The influence of alluvial stratigraphic architecture on liquefaction phenomena: A case study from the Terre del Reno subsoil (southern Po plain, Italy)

Earthquake-induced liquefaction phenomena are commonly observed at shallow depths or at the ground surface above Holocene alluvial deposits. Nonetheless, a high-resolution examination of the relationship between surface manifestations and alluvial stratigraphy has been rarely attempted. In this study, we provide a detailed subsurface model from a selected sector of the southern Po Plain affected by widespread liquefaction processes triggered by the 2012 Emilia-Romagna seismic crisis. We report a comprehensive sedimentological and CPT-based characterization of the Terre del Reno subsoil and investigate how the stratigraphy controls earthquake-induced liquefaction phenomena. The main facies associations making up the alluvial subsoil constitute the basic elements of the liquefaction system, herein named host, source and sedimentary cap. Their subsurface distribution documents the presence of fluvial bodies prone to liquefaction beneath the earthen levees and across an area dominated by flat muddy floodplain deposits with no physical evidence of paleochannels at the surface. In addition, our observations suggest that vertical and lateral changes in stratigraphy control the mode and location of liquefaction evidence at the surface in both settings.
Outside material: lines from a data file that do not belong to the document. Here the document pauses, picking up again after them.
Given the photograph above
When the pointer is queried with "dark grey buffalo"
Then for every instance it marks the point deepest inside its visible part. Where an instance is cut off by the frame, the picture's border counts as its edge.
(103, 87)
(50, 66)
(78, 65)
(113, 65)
In particular, the relative thickness of fluvial channel bodies vs. channel levee deposits (source-seal couplet) appears to control the severity of sand ejection at the surface. Our findings also suggest that vertical and lateral discontinuities within source layers prevent the occurrence of widespread liquefaction features. Conversely, lateral spreading effects and differential underground hydrostatic pressure at the interface between saturated and less permeable units are accountable for repeated sand ejection along surface fractures. This case study constitutes a unique natural laboratory thanks to the quality and density of available data. However, we emphasize that a similar approach can be useful to promote source-layer identification in areas characterized by poor or sparse data and to mitigate liquefaction hazards in urban areas built on alluvial plains.